China’s coal policy has a huge impact too on the country’s limited water resources since the pollution it discharges seeps into the water tables. It is just as environmentally damaging, albeit less visibly so, to the degradation of the country’s air by burning coal. On top of that, almost one fifth of the country’s freshwater is consumed by the coal mining sector. As a new report by China Water Risk outlines, the country’s largest coal miners are often based too in the most water-stressed areas (for example, in the Ordos-Datong-Batou region straddling Inner Mongolia and Shanxi).

In its report, the Hong Kong-based group tells fund managers they need to pay more attention to water-related risks when making their stock picks. The group canvassed 70 fund managers of whom half came from Asia and the rest largely from Europe. Of the total, 23% ran funds mandated to make socially-responsible investments, and the rest were conventional funds. What emerged was a growing awareness and concern about water risks within the energy sector (90% of respondents flagged it) – but also a lack of understanding about how to measure them.

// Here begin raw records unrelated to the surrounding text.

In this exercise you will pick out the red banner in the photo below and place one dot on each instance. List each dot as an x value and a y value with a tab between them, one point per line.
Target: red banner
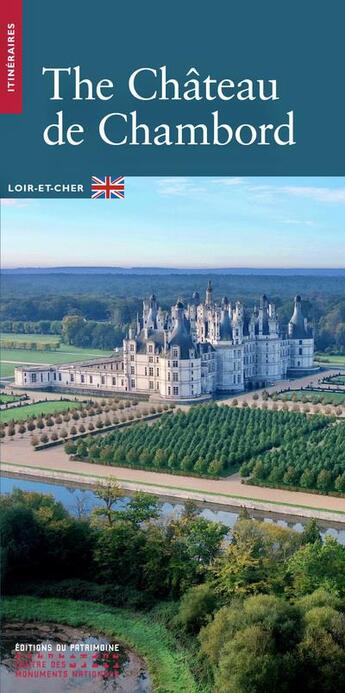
11	56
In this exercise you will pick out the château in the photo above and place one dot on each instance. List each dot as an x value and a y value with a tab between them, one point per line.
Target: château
191	352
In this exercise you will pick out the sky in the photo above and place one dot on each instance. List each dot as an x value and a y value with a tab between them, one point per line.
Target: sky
184	222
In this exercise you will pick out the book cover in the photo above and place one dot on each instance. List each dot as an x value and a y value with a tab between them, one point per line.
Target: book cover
172	384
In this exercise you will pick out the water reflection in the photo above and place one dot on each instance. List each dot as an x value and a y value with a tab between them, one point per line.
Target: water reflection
80	501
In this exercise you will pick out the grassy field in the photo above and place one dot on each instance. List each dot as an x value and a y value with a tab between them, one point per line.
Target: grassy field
167	662
10	358
31	337
7	399
38	409
313	396
337	380
338	359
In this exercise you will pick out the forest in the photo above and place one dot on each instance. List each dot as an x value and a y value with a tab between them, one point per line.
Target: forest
117	298
259	609
273	447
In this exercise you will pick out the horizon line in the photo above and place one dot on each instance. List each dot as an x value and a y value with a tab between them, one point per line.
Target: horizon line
174	267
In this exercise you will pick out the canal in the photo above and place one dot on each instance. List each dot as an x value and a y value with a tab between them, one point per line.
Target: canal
80	500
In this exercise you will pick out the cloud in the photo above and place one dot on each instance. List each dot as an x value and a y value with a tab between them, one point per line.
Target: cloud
231	180
178	186
316	193
310	192
298	222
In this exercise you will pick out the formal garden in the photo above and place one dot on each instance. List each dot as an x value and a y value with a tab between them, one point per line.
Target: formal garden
312	462
52	422
208	440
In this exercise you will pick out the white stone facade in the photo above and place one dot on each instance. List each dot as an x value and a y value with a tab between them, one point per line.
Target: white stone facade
190	353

China Water Risk analysed five of the biggest listed coal producers (Shenhua, China Coal, Yanzhou, Datong and Yitai), plus five of the biggest power generating companies (Huaneng, Datang, Huadian, Guodian and China Power International Development). It concluded that water risk could impact earnings margins far more than fund managers think (reducing them by between 1% and 13% for the five coal producers and 3% and 24% for the power generators). The recommendation: that analysts model water risk scenarios into their discounted cash flow models.

One major issue is disclosure since individual companies do not release information about water usage at individual facilities. However, China Water Risk puts forward a ‘shadow’ water pricing model, which tries to give a better understanding of the real cost of water in the event of a physical shortage.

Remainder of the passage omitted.